Recorrendo à violação flagrante dos princípios e normas do Direito Internacional, a Rússia decidiu expandir o seu território por conta do território ucraniano.
Ora bem. A Crimeia, península ucraniana, tem uma história rica e cativante e é o lar de muitas minorias e de populações indígenas, como os tártaros da Crimeia. Como é sabido, a história da península pode ser traçada ao longo de 3000 anos, enquanto a sua associação ao império russo e soviético remonta a apenas dois séculos e meio, durante os quais os tártaros da Crimeia sofreram vários genocídios e, em 1944, muitos foram deportados para regiões a milhares de quilómetros para leste, só podendo voltar a casa quando a Ucrânia conquistou a sua independência.
É, portanto, um facto objectivo e documentado que os russos não são uma população originária da Crimeia, mas, em 2014, inventaram e lançaram o mito da “Crimeia sempre foi russa”, um mito político que engloba um sistema de falsos conceitos históricos destinados a validar o direito exclusivo da Rússia para se apoderar da Crimeia, com o objetivo de justificar a ocupação russa aos olhos do mundo. A Crimeia costumava ser uma pacífica região solarenga. Ninguém imaginara que, um dia, aquele resort costeiro se encontrasse sob ocupação, tornando-se numa base militar atrás de arame farpado. Mas tal aconteceu.

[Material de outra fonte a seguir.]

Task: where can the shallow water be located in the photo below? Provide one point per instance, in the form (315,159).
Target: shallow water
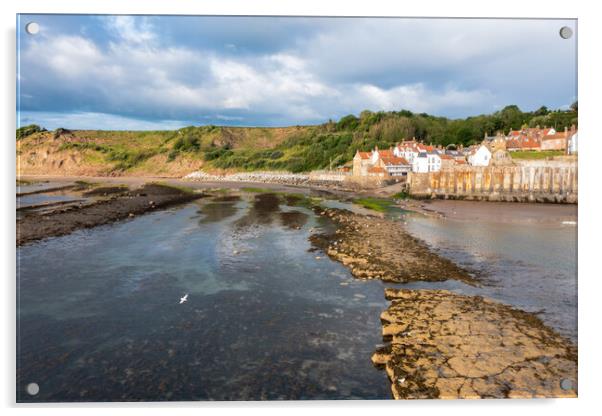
(532,267)
(265,318)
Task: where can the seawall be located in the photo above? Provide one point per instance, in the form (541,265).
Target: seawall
(526,182)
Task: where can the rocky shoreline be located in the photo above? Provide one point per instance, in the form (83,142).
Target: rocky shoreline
(448,346)
(439,344)
(377,248)
(120,204)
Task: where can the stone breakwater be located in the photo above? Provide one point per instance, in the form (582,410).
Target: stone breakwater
(283,178)
(526,182)
(447,346)
(376,248)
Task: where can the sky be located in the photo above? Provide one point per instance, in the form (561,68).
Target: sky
(166,72)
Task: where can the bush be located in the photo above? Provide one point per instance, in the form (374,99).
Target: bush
(28,130)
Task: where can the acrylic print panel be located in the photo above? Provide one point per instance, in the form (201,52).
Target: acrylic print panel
(259,208)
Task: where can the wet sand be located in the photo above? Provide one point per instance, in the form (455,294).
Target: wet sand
(498,212)
(122,204)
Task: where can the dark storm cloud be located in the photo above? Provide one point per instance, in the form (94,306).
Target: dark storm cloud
(279,71)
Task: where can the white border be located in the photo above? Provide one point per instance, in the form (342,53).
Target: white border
(589,207)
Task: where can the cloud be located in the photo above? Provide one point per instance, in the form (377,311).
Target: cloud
(326,68)
(131,29)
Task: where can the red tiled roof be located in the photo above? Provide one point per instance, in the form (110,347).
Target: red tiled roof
(394,161)
(386,153)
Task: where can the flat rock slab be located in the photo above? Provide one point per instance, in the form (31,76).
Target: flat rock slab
(444,345)
(377,248)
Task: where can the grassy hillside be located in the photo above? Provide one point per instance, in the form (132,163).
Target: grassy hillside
(295,149)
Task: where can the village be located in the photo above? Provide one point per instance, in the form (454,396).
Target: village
(413,156)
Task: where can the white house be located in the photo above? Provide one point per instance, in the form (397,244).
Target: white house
(420,163)
(434,161)
(573,144)
(480,156)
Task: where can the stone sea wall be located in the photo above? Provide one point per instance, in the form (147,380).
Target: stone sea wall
(526,182)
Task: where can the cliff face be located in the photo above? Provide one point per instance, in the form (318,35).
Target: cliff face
(122,153)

O mês de fevereiro de 2014 tornou-se um ponto de viragem para a história europeia moderna: a Rússia levou a cabo uma intervenção militar no território soberano da Ucrânia e ocupou parte dele. Soldados russos de uniforme sem insígnia bloquearam unidades militares ucranianas nas suas próprias bases. Ao mesmo tempo, os oficiais russos falsificaram os resultados do referendo na Crimeia, alegando que os residentes tinham concordado em juntar-se à Rússia. Hoje, todos sabemos que o chamado referendo foi conduzido sob a mira das armas russas. O próprio Presidente russo assumiu publicamente este facto. Foi assim que a Rússia iniciou uma guerra híbrida não declarada, usando táticas militares e de informação não convencionais, com o objectivo de mudar as fronteiras legais da Ucrânia.

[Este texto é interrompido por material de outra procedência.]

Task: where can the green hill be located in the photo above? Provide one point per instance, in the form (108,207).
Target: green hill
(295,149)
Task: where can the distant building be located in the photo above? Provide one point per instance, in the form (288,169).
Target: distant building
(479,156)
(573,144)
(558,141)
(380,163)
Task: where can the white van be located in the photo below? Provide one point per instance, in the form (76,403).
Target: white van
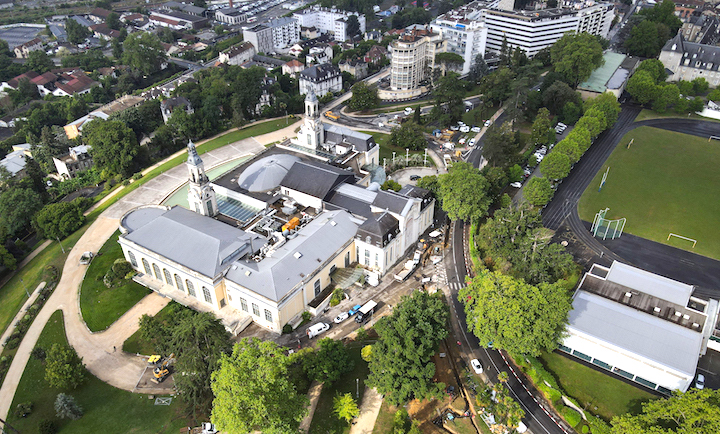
(317,329)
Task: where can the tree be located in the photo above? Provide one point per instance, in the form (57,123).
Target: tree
(364,97)
(253,392)
(144,52)
(401,368)
(500,145)
(409,135)
(113,21)
(39,62)
(329,362)
(352,26)
(464,193)
(538,191)
(76,31)
(695,411)
(555,165)
(542,130)
(198,339)
(641,86)
(58,220)
(63,367)
(17,207)
(67,407)
(513,315)
(345,407)
(113,146)
(448,94)
(576,55)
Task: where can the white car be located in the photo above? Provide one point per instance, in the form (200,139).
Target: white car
(477,367)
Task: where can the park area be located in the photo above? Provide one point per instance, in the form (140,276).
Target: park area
(662,183)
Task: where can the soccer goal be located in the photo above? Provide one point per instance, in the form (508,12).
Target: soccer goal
(603,227)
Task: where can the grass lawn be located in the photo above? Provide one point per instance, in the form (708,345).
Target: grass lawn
(12,294)
(597,392)
(662,184)
(324,420)
(135,345)
(101,306)
(107,409)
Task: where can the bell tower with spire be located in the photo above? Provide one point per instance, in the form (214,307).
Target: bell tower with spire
(312,134)
(201,196)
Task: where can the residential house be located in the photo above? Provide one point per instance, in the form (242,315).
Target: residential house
(168,106)
(22,51)
(320,79)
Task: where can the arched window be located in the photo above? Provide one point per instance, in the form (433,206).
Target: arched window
(178,283)
(133,261)
(206,293)
(168,277)
(156,269)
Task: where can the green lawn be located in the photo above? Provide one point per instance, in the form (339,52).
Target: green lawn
(101,306)
(596,392)
(107,409)
(12,294)
(664,183)
(324,420)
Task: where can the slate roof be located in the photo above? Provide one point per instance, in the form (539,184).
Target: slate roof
(197,242)
(381,228)
(315,179)
(295,262)
(318,73)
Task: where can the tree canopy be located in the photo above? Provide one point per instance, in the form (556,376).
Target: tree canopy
(400,367)
(576,55)
(513,315)
(464,192)
(253,392)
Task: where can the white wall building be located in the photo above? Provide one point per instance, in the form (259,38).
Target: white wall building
(534,30)
(464,31)
(639,325)
(274,35)
(328,20)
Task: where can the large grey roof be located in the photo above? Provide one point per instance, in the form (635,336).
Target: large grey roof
(266,173)
(294,262)
(315,179)
(634,331)
(337,134)
(650,283)
(197,242)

A comunidade internacional não podia aceitar tal audácia russa, condenando, portanto, a ocupação ilegal da Crimeia numa série de deliberações de organizações internacionais, incluindo a ONU, o Conselho da Europa e a OSCE. Contudo, tal não preveniu a Rússia de ir ainda mais longe.
Depois da ocupação e da tentativa de anexação da península da Crimeia e da invasão subsequente em Donbas, em 2014, a Rússia abriu uma nova frente, agora no mar, destinada à ocupação do Mar de Azov e do Estreito de Kerch, efetuando a militarização acelerada da região, o que já teve consequências no equilíbrio da segurança da mesma.

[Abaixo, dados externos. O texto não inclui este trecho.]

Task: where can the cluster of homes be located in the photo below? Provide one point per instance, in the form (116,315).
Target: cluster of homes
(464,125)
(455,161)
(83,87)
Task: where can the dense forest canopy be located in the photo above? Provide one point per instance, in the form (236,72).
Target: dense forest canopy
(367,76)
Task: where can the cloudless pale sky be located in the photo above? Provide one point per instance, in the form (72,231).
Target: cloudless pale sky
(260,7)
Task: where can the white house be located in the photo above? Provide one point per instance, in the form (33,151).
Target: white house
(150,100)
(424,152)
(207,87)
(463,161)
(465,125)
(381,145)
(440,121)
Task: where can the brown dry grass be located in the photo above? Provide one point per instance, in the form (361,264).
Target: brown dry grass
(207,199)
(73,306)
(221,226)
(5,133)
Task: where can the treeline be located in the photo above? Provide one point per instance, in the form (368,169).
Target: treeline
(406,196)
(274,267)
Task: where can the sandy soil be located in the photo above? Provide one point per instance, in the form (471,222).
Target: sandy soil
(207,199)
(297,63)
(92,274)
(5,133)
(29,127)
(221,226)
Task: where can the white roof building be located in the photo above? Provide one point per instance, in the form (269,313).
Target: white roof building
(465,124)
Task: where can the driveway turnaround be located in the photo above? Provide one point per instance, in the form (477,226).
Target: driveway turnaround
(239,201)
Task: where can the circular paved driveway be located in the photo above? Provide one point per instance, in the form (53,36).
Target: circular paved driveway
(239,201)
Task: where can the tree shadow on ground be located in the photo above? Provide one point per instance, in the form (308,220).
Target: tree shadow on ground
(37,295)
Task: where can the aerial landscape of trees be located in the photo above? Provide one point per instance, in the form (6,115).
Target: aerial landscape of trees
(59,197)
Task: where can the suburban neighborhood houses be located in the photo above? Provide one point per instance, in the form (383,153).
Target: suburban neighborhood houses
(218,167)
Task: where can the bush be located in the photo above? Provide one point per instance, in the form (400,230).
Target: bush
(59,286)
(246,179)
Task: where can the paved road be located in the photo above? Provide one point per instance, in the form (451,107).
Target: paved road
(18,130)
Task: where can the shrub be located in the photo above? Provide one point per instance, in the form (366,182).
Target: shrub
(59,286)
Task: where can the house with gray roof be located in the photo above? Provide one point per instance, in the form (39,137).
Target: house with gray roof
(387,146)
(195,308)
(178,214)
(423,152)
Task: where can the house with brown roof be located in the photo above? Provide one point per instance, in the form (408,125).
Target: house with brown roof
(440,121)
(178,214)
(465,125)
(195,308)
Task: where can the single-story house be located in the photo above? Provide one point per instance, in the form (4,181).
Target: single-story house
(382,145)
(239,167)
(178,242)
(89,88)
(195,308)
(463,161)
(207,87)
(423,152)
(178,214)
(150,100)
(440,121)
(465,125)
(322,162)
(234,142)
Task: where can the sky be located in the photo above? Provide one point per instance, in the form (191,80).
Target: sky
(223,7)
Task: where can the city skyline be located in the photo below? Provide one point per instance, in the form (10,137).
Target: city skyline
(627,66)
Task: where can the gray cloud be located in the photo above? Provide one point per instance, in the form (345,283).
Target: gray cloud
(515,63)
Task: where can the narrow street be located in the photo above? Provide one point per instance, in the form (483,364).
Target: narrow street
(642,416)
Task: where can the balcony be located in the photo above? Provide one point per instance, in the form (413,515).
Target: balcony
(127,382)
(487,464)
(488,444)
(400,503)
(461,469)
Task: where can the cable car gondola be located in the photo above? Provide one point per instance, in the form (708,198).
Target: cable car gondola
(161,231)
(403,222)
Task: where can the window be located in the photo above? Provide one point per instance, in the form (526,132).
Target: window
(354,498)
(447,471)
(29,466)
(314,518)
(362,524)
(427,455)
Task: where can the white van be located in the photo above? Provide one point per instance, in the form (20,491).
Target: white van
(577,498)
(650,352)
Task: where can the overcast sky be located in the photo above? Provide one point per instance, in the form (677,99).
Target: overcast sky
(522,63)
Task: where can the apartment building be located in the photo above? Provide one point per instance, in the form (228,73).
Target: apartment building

A situação dos direitos humanos na Crimeia, após a ocupação russa, tem-se degradado. A atmosfera de medo, intimidação, pressão física e psicológica forçou cerca de 35-40 mil cidadãos ucranianos (incluindo cerca de 25 mil tártaros da Crimeia) a deixar a Crimeia ocupada e a instalar-se noutras regiões da Ucrânia. As autoridades russas usam tais métodos para eliminar qualquer dissidência ou oposição pública à ocupação da Crimeia.
O Kremlin continua a manter nas suas prisões os reféns ucranianos. Entre eles, nomeadamente, estão agora os 24 marinheiros ucranianos que foram feitos prisioneiros de guerra, o laureado do Prémio Sakharov, Oleg Sentsov, bem como tártaros da Crimeia, que neste momento estão a passar por um segundo genocídio e uma segunda deportação.
A guerra russa contra a Ucrânia já quase entrou no seu sexto ano. Porém, apesar de todos os acontecimentos dos últimos cinco anos, em particular os acima descritos, continua a haver pessoas pelo mundo, jornalistas, políticos, etc., a acreditar nos mitos russos, apoiando as ações do Kremlin e negando a verdadeira natureza dos referidos acontecimentos. E é por isso que a luta ucraniana contra os mitos políticos russos é uma condição essencial para a própria existência do nosso país. Se nós não chamarmos as coisas pelos seus nomes, o Kremlin irá ainda mais longe, e isto preocupará não apenas a Ucrânia. Se a Ucrânia não resistir, isto apenas irá fomentar os apetites imperiais russos por outras partes do mundo, incluindo a Europa.